Ja bardzo lubię okres przedświąteczny też. Wprawia mnie w dobry nastrój, poprawia humor.
Odnoszę też wrażenie, że czasem on przynosi więcej radości i pozytywnej energii niż same święta. Bynajmniej u mnie w domu.
Oczywiście to zalezy jak u kogo wszystko wygląda.
Mi się marzy Wigilia, która nie będzie spędzana raz u jednych rodziców a raz u drugich, bo i jedni i drudzy tego oczekują, wiec jesteśmy raz u jednych a raz u drugich.
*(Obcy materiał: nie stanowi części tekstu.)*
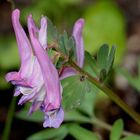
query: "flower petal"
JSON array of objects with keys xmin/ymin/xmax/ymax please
[
  {"xmin": 39, "ymin": 17, "xmax": 47, "ymax": 49},
  {"xmin": 72, "ymin": 19, "xmax": 84, "ymax": 67},
  {"xmin": 12, "ymin": 9, "xmax": 33, "ymax": 77},
  {"xmin": 43, "ymin": 108, "xmax": 64, "ymax": 128},
  {"xmin": 5, "ymin": 72, "xmax": 31, "ymax": 87}
]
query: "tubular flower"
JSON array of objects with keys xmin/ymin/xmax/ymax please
[
  {"xmin": 59, "ymin": 19, "xmax": 84, "ymax": 80},
  {"xmin": 6, "ymin": 9, "xmax": 64, "ymax": 128}
]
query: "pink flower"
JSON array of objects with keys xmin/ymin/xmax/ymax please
[{"xmin": 6, "ymin": 9, "xmax": 64, "ymax": 128}]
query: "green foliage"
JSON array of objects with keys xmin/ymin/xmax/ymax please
[
  {"xmin": 59, "ymin": 32, "xmax": 76, "ymax": 59},
  {"xmin": 68, "ymin": 124, "xmax": 99, "ymax": 140},
  {"xmin": 97, "ymin": 44, "xmax": 115, "ymax": 81},
  {"xmin": 65, "ymin": 109, "xmax": 91, "ymax": 123},
  {"xmin": 84, "ymin": 44, "xmax": 115, "ymax": 81},
  {"xmin": 62, "ymin": 75, "xmax": 90, "ymax": 110},
  {"xmin": 83, "ymin": 0, "xmax": 126, "ymax": 63},
  {"xmin": 27, "ymin": 125, "xmax": 68, "ymax": 140},
  {"xmin": 121, "ymin": 135, "xmax": 140, "ymax": 140},
  {"xmin": 116, "ymin": 59, "xmax": 140, "ymax": 91},
  {"xmin": 83, "ymin": 51, "xmax": 99, "ymax": 78},
  {"xmin": 110, "ymin": 119, "xmax": 124, "ymax": 140}
]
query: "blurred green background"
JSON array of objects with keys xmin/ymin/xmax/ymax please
[{"xmin": 0, "ymin": 0, "xmax": 140, "ymax": 140}]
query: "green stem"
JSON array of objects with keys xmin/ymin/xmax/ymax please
[
  {"xmin": 69, "ymin": 60, "xmax": 140, "ymax": 124},
  {"xmin": 2, "ymin": 97, "xmax": 16, "ymax": 140}
]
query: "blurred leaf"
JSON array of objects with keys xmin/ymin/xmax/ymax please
[
  {"xmin": 27, "ymin": 125, "xmax": 68, "ymax": 140},
  {"xmin": 121, "ymin": 135, "xmax": 140, "ymax": 140},
  {"xmin": 62, "ymin": 75, "xmax": 90, "ymax": 110},
  {"xmin": 116, "ymin": 68, "xmax": 140, "ymax": 91},
  {"xmin": 84, "ymin": 0, "xmax": 126, "ymax": 63},
  {"xmin": 68, "ymin": 124, "xmax": 99, "ymax": 140},
  {"xmin": 65, "ymin": 109, "xmax": 91, "ymax": 123},
  {"xmin": 110, "ymin": 119, "xmax": 124, "ymax": 140}
]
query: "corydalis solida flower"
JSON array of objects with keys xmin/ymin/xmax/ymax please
[{"xmin": 6, "ymin": 9, "xmax": 64, "ymax": 128}]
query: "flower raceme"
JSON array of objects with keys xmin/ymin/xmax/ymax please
[
  {"xmin": 6, "ymin": 9, "xmax": 84, "ymax": 128},
  {"xmin": 6, "ymin": 9, "xmax": 64, "ymax": 128}
]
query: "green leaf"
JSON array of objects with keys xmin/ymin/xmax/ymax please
[
  {"xmin": 97, "ymin": 44, "xmax": 115, "ymax": 81},
  {"xmin": 97, "ymin": 44, "xmax": 109, "ymax": 70},
  {"xmin": 65, "ymin": 109, "xmax": 91, "ymax": 123},
  {"xmin": 27, "ymin": 125, "xmax": 68, "ymax": 140},
  {"xmin": 83, "ymin": 51, "xmax": 99, "ymax": 77},
  {"xmin": 83, "ymin": 0, "xmax": 126, "ymax": 64},
  {"xmin": 116, "ymin": 68, "xmax": 140, "ymax": 91},
  {"xmin": 110, "ymin": 119, "xmax": 124, "ymax": 140},
  {"xmin": 78, "ymin": 82, "xmax": 99, "ymax": 117},
  {"xmin": 59, "ymin": 31, "xmax": 76, "ymax": 59},
  {"xmin": 68, "ymin": 124, "xmax": 99, "ymax": 140},
  {"xmin": 121, "ymin": 135, "xmax": 140, "ymax": 140},
  {"xmin": 62, "ymin": 75, "xmax": 90, "ymax": 110}
]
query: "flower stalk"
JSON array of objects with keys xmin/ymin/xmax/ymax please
[{"xmin": 68, "ymin": 60, "xmax": 140, "ymax": 124}]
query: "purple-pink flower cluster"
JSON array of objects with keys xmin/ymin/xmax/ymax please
[{"xmin": 6, "ymin": 9, "xmax": 84, "ymax": 128}]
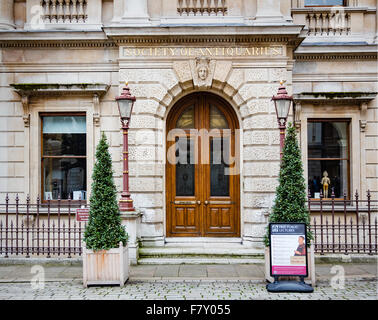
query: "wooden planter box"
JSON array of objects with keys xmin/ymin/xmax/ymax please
[
  {"xmin": 83, "ymin": 243, "xmax": 129, "ymax": 287},
  {"xmin": 265, "ymin": 244, "xmax": 316, "ymax": 287}
]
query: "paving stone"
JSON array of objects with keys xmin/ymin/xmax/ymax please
[
  {"xmin": 154, "ymin": 265, "xmax": 180, "ymax": 278},
  {"xmin": 179, "ymin": 265, "xmax": 207, "ymax": 278}
]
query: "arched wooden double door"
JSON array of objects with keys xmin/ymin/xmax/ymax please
[{"xmin": 166, "ymin": 93, "xmax": 240, "ymax": 237}]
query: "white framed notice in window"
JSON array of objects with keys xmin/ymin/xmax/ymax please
[
  {"xmin": 45, "ymin": 191, "xmax": 52, "ymax": 200},
  {"xmin": 72, "ymin": 190, "xmax": 86, "ymax": 200}
]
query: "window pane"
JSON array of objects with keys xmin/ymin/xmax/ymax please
[
  {"xmin": 42, "ymin": 116, "xmax": 87, "ymax": 156},
  {"xmin": 307, "ymin": 121, "xmax": 348, "ymax": 159},
  {"xmin": 176, "ymin": 106, "xmax": 194, "ymax": 129},
  {"xmin": 305, "ymin": 0, "xmax": 344, "ymax": 7},
  {"xmin": 308, "ymin": 160, "xmax": 349, "ymax": 198},
  {"xmin": 43, "ymin": 158, "xmax": 87, "ymax": 200},
  {"xmin": 176, "ymin": 137, "xmax": 195, "ymax": 196},
  {"xmin": 43, "ymin": 116, "xmax": 87, "ymax": 133},
  {"xmin": 210, "ymin": 106, "xmax": 228, "ymax": 129},
  {"xmin": 210, "ymin": 138, "xmax": 230, "ymax": 196},
  {"xmin": 43, "ymin": 133, "xmax": 87, "ymax": 156}
]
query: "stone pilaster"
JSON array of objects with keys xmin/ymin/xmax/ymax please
[{"xmin": 0, "ymin": 0, "xmax": 15, "ymax": 30}]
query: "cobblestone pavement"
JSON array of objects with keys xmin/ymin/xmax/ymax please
[{"xmin": 0, "ymin": 280, "xmax": 378, "ymax": 300}]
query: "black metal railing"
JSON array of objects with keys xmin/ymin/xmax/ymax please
[
  {"xmin": 0, "ymin": 191, "xmax": 378, "ymax": 257},
  {"xmin": 308, "ymin": 190, "xmax": 378, "ymax": 254},
  {"xmin": 0, "ymin": 195, "xmax": 86, "ymax": 257}
]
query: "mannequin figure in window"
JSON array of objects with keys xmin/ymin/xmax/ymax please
[{"xmin": 321, "ymin": 171, "xmax": 331, "ymax": 198}]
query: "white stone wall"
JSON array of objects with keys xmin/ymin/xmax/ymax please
[
  {"xmin": 293, "ymin": 57, "xmax": 378, "ymax": 200},
  {"xmin": 117, "ymin": 52, "xmax": 291, "ymax": 246}
]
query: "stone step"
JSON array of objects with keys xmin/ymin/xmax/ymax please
[
  {"xmin": 139, "ymin": 245, "xmax": 264, "ymax": 258},
  {"xmin": 138, "ymin": 243, "xmax": 264, "ymax": 265},
  {"xmin": 138, "ymin": 256, "xmax": 264, "ymax": 265}
]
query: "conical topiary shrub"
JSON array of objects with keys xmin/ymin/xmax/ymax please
[
  {"xmin": 264, "ymin": 123, "xmax": 312, "ymax": 246},
  {"xmin": 83, "ymin": 133, "xmax": 128, "ymax": 251}
]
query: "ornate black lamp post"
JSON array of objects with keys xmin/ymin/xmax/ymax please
[
  {"xmin": 272, "ymin": 80, "xmax": 293, "ymax": 159},
  {"xmin": 116, "ymin": 82, "xmax": 136, "ymax": 211}
]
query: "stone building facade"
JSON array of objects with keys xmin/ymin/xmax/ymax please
[{"xmin": 0, "ymin": 0, "xmax": 378, "ymax": 259}]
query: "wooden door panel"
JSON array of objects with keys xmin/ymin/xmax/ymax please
[
  {"xmin": 166, "ymin": 93, "xmax": 240, "ymax": 237},
  {"xmin": 172, "ymin": 205, "xmax": 200, "ymax": 234},
  {"xmin": 206, "ymin": 206, "xmax": 236, "ymax": 236}
]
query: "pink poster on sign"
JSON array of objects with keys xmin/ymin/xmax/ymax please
[{"xmin": 270, "ymin": 223, "xmax": 307, "ymax": 276}]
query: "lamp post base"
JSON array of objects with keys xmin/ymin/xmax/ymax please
[
  {"xmin": 266, "ymin": 277, "xmax": 314, "ymax": 293},
  {"xmin": 118, "ymin": 198, "xmax": 135, "ymax": 212}
]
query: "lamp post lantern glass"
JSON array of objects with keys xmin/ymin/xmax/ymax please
[
  {"xmin": 116, "ymin": 83, "xmax": 136, "ymax": 212},
  {"xmin": 272, "ymin": 81, "xmax": 293, "ymax": 159}
]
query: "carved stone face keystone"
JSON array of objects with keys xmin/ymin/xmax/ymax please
[{"xmin": 198, "ymin": 66, "xmax": 209, "ymax": 80}]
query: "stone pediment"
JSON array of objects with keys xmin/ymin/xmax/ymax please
[{"xmin": 10, "ymin": 83, "xmax": 109, "ymax": 97}]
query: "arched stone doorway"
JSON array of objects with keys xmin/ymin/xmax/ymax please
[{"xmin": 166, "ymin": 92, "xmax": 240, "ymax": 237}]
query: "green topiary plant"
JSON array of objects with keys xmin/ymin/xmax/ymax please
[
  {"xmin": 83, "ymin": 133, "xmax": 128, "ymax": 251},
  {"xmin": 264, "ymin": 123, "xmax": 313, "ymax": 246}
]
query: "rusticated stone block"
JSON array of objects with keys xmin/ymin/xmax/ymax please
[
  {"xmin": 243, "ymin": 131, "xmax": 270, "ymax": 145},
  {"xmin": 172, "ymin": 61, "xmax": 192, "ymax": 83},
  {"xmin": 213, "ymin": 61, "xmax": 232, "ymax": 82},
  {"xmin": 243, "ymin": 209, "xmax": 268, "ymax": 223},
  {"xmin": 129, "ymin": 83, "xmax": 167, "ymax": 101},
  {"xmin": 243, "ymin": 161, "xmax": 280, "ymax": 177},
  {"xmin": 244, "ymin": 146, "xmax": 280, "ymax": 160},
  {"xmin": 244, "ymin": 177, "xmax": 278, "ymax": 192},
  {"xmin": 247, "ymin": 99, "xmax": 274, "ymax": 115},
  {"xmin": 140, "ymin": 208, "xmax": 164, "ymax": 223},
  {"xmin": 133, "ymin": 99, "xmax": 159, "ymax": 114},
  {"xmin": 243, "ymin": 192, "xmax": 275, "ymax": 208},
  {"xmin": 243, "ymin": 115, "xmax": 277, "ymax": 129},
  {"xmin": 269, "ymin": 68, "xmax": 289, "ymax": 82},
  {"xmin": 245, "ymin": 68, "xmax": 268, "ymax": 82},
  {"xmin": 130, "ymin": 114, "xmax": 161, "ymax": 129},
  {"xmin": 130, "ymin": 177, "xmax": 163, "ymax": 193},
  {"xmin": 119, "ymin": 69, "xmax": 178, "ymax": 89},
  {"xmin": 227, "ymin": 69, "xmax": 244, "ymax": 90}
]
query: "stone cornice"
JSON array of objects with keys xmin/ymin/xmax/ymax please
[
  {"xmin": 0, "ymin": 25, "xmax": 304, "ymax": 48},
  {"xmin": 294, "ymin": 42, "xmax": 377, "ymax": 60},
  {"xmin": 294, "ymin": 53, "xmax": 378, "ymax": 61},
  {"xmin": 293, "ymin": 92, "xmax": 377, "ymax": 105},
  {"xmin": 10, "ymin": 83, "xmax": 109, "ymax": 97}
]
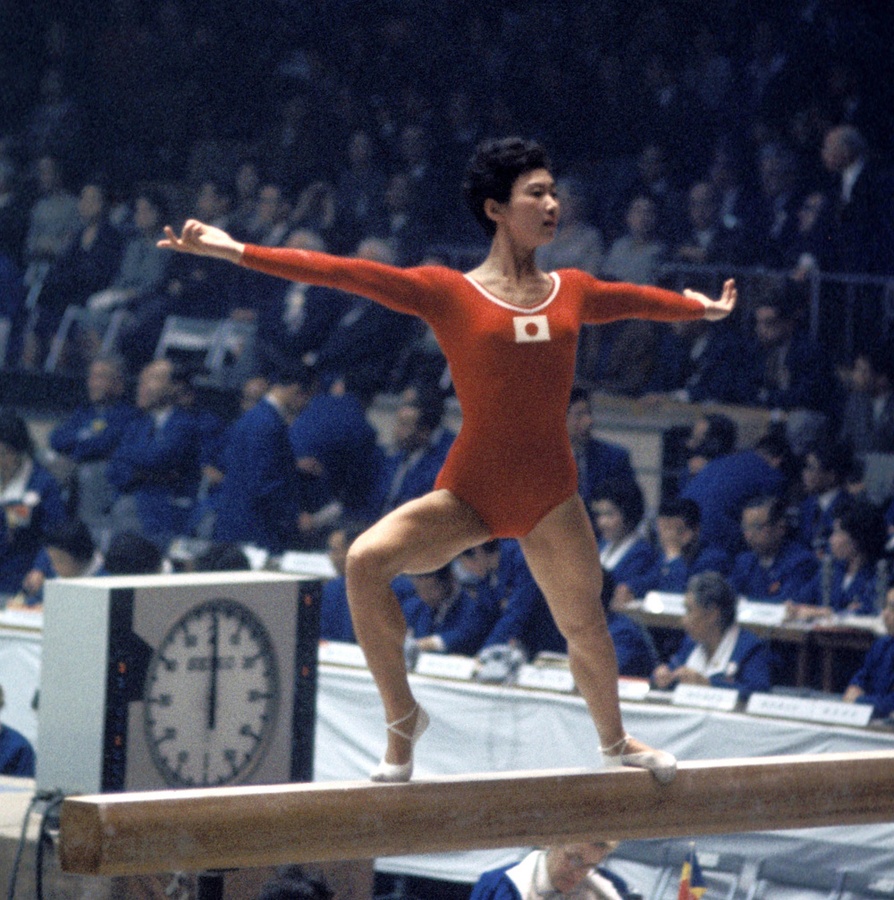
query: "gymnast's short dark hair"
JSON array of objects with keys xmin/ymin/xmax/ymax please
[{"xmin": 463, "ymin": 137, "xmax": 552, "ymax": 237}]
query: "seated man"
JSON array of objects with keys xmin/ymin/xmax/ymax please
[
  {"xmin": 403, "ymin": 565, "xmax": 493, "ymax": 656},
  {"xmin": 652, "ymin": 572, "xmax": 772, "ymax": 697},
  {"xmin": 590, "ymin": 479, "xmax": 658, "ymax": 600},
  {"xmin": 730, "ymin": 496, "xmax": 819, "ymax": 603},
  {"xmin": 565, "ymin": 387, "xmax": 636, "ymax": 505},
  {"xmin": 379, "ymin": 385, "xmax": 456, "ymax": 515},
  {"xmin": 681, "ymin": 434, "xmax": 788, "ymax": 553},
  {"xmin": 0, "ymin": 410, "xmax": 66, "ymax": 596},
  {"xmin": 843, "ymin": 588, "xmax": 894, "ymax": 719},
  {"xmin": 49, "ymin": 357, "xmax": 139, "ymax": 540},
  {"xmin": 788, "ymin": 499, "xmax": 886, "ymax": 619},
  {"xmin": 0, "ymin": 686, "xmax": 36, "ymax": 778},
  {"xmin": 469, "ymin": 841, "xmax": 628, "ymax": 900},
  {"xmin": 320, "ymin": 528, "xmax": 360, "ymax": 644},
  {"xmin": 106, "ymin": 359, "xmax": 201, "ymax": 547},
  {"xmin": 613, "ymin": 498, "xmax": 730, "ymax": 609},
  {"xmin": 602, "ymin": 572, "xmax": 658, "ymax": 678},
  {"xmin": 466, "ymin": 540, "xmax": 567, "ymax": 659}
]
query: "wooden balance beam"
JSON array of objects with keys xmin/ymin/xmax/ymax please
[{"xmin": 60, "ymin": 751, "xmax": 894, "ymax": 875}]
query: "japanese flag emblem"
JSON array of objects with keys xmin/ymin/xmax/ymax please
[{"xmin": 512, "ymin": 316, "xmax": 549, "ymax": 344}]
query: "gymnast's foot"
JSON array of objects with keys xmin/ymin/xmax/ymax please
[
  {"xmin": 599, "ymin": 734, "xmax": 677, "ymax": 784},
  {"xmin": 369, "ymin": 703, "xmax": 429, "ymax": 782}
]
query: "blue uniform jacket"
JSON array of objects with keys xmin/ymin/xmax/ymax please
[
  {"xmin": 681, "ymin": 450, "xmax": 785, "ymax": 553},
  {"xmin": 851, "ymin": 635, "xmax": 894, "ymax": 719},
  {"xmin": 106, "ymin": 408, "xmax": 201, "ymax": 538},
  {"xmin": 0, "ymin": 463, "xmax": 66, "ymax": 594},
  {"xmin": 214, "ymin": 399, "xmax": 299, "ymax": 553},
  {"xmin": 402, "ymin": 590, "xmax": 493, "ymax": 656},
  {"xmin": 49, "ymin": 401, "xmax": 140, "ymax": 462},
  {"xmin": 607, "ymin": 612, "xmax": 658, "ymax": 678},
  {"xmin": 577, "ymin": 438, "xmax": 636, "ymax": 504},
  {"xmin": 378, "ymin": 429, "xmax": 456, "ymax": 514},
  {"xmin": 626, "ymin": 547, "xmax": 730, "ymax": 597},
  {"xmin": 289, "ymin": 394, "xmax": 384, "ymax": 519},
  {"xmin": 600, "ymin": 538, "xmax": 659, "ymax": 585},
  {"xmin": 729, "ymin": 541, "xmax": 819, "ymax": 603},
  {"xmin": 668, "ymin": 628, "xmax": 773, "ymax": 697},
  {"xmin": 0, "ymin": 725, "xmax": 35, "ymax": 778},
  {"xmin": 320, "ymin": 575, "xmax": 357, "ymax": 644},
  {"xmin": 795, "ymin": 559, "xmax": 878, "ymax": 616}
]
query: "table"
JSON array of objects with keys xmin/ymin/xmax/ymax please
[
  {"xmin": 314, "ymin": 664, "xmax": 894, "ymax": 882},
  {"xmin": 624, "ymin": 600, "xmax": 880, "ymax": 693}
]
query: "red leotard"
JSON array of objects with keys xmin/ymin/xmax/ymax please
[{"xmin": 242, "ymin": 245, "xmax": 704, "ymax": 537}]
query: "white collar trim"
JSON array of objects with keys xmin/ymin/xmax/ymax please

Mi się marzy Wigilia po swojemu, swój rytm, swoje tempo, swoje dekoracje i swoje potrawy.
A z rodziną chętnie się zobaczę w pierwsze albo rdugie święto i to najchętniej z jednymi i drugimi w jednego dnia po to, zeby się na chwile zatrzymać i nie być w biegu chociaż raz, bo podobno o to w tym chodzi a nie o latanie z miejsca na miejsce...
Bis... dzięki za tyle rad. Postanowiłam coś. Napiszę o efektach jak będą... postanowiłam w jedną albo w drugą. Nie mogę życ w takiej niewiadomej.
I dziś wstałam z łóżka, umówiłam się na kurs i pomyślałam o tym, co kiedyś napisałaś o lekach. Może powinnam jednak z nich skorzystać.